While professional translators know what’s wrong with the MT output compared to a human trying to convey the work faithfully, the exact people who will be relying on this tool to play games are practically by definition incapable of identifying the good from the bad.
This is the exact same problem as when magical AI-powered analytics tools gets into the hands of people who aren’t trained to know the limitations of the tools they’re given. You even have the same two camps of opinion on whether these tools are a good or bad thing: the “any translation [data] is better than none!” versus the “translation [analysis] should be left to the experts!”. (I previously wrote a bit about striking a balance between the two here.)
So what are translators actually saying?
Various people have chimed in with various detailed thoughts about the tool, but I figured I’ll link to at least one for reference. It’s a fairly long thread, and I won’t be delving into all the specific details.
Come on, so kids read gibberish for a game and think it’s correct, what’s the harm?
“Harm” is almost too serious a word to use on the situation. These are emulated games that are well over a decade old now. Compared to the hot debates about the ethics of AI/ML applied to topics like mass surveillance, deep fakes, and militarized AI systems and who knows what else is around the corner, this is downright minuscule stuff.
But there’s still some kind of harm happening. As PastelChum mentions in that linked twitter thread, people get attached to their first experience of a game or book, bad translation or not. Replaying a game with a new translation is always different and less magical than the first time, even if the translation fixes huge material errors. You just can’t walk that same road twice.
It’s like how there are many people who decidedly like the style of the King James Bible with its ornate and archaic style over more modern and generally more accurate and easier to understand versions that are the standards today. It’s not all grounded in some absolute scale of correctness — familiarity, nostalgia, and emotions plays a part here too.
Thanks to this very human tendency, it means that the original game creators are “harmed” in that their game will not be experienced as intended, and the reader is “harmed” by being forever denied the experience they deserve. They’ll always be haunted by spoilers.
So what’s there to be done?
Because this tech isn’t going away there’s not a huge amount that can be done overnight, but there’s some things that can be done.
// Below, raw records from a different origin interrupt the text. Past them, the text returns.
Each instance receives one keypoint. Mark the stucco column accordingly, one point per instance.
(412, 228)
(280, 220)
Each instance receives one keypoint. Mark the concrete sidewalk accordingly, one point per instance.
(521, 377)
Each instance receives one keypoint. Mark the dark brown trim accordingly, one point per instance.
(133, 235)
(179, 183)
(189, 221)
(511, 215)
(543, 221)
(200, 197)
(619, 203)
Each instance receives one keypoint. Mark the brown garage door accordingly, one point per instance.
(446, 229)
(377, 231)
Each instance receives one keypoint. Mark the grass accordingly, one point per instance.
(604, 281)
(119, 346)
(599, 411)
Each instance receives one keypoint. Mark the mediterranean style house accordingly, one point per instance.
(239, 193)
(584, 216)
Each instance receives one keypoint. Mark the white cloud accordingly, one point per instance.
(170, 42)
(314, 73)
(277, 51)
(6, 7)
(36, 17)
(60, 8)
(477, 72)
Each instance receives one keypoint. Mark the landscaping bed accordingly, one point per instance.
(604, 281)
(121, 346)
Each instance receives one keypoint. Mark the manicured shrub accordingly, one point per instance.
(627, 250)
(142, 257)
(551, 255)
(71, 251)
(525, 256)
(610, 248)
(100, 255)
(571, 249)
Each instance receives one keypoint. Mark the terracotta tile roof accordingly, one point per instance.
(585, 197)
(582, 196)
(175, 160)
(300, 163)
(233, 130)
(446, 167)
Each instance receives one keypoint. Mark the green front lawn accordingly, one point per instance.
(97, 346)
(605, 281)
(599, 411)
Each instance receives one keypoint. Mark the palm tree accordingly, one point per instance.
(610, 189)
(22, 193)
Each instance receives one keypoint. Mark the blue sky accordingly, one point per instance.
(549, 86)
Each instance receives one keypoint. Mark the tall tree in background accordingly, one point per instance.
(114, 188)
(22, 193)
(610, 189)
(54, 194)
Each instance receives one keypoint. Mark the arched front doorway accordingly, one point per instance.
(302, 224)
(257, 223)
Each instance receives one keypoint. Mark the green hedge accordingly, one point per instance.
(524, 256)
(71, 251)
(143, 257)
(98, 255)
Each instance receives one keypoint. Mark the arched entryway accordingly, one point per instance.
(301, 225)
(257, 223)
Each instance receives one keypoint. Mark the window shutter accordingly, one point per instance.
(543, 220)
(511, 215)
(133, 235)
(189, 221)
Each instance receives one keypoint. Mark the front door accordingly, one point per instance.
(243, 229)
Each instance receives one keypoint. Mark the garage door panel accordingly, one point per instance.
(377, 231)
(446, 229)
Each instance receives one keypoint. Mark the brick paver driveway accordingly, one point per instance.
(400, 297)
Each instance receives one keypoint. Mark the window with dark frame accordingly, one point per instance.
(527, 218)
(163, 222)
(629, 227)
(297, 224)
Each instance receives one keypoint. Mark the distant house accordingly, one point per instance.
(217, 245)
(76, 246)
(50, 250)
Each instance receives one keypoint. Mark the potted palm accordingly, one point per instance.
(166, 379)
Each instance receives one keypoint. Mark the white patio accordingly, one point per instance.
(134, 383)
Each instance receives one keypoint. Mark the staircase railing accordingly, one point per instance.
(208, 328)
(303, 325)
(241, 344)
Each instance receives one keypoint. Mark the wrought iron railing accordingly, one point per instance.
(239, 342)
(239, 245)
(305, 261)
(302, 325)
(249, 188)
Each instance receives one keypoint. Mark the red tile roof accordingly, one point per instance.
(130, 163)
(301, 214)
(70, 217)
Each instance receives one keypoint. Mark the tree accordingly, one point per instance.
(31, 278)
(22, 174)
The most obvious one would be to just make machine translation insanely good, it has the same or better translation ability as humans. Easy stuff =). Barring such a massive set of breakthroughs, we need to get the system as close as we can and keep refining. The best thing we can do is close the gap between the promise of the technology (understand any language like it was your own) with the reality (get the gist of the general direction of the text, except when it screws up and is nonsense). We wouldn’t be in this situation if the gap between the two wasn’t so big.
Next is education on multiple levels: both for the tool builders that are consuming these APIs, as well as the end users.
The tool builders need to be made aware of the limitations of the APIs they’re using. Importantly, this needs to be stated in easy-to-digest terms that even a non-ML expert can understand the level of quality they’re getting out the door. Remember that once these APIs and tools are generally available, literally anyone can start applying them to arbitrary problems and situations, whether it is a good idea or not.
Finally, end users of the created tools should be informed about what they’re getting themselves into. Granted, it’s a tall order to ask. It means that developers need to know to be up front about this to their users, and on top of that you also need users to read and understand any amount of text on the internet, which is hard. But if we want to minimize the damage that’s done, we can at least inform the minority of users who do read any posted warnings what they’re in for.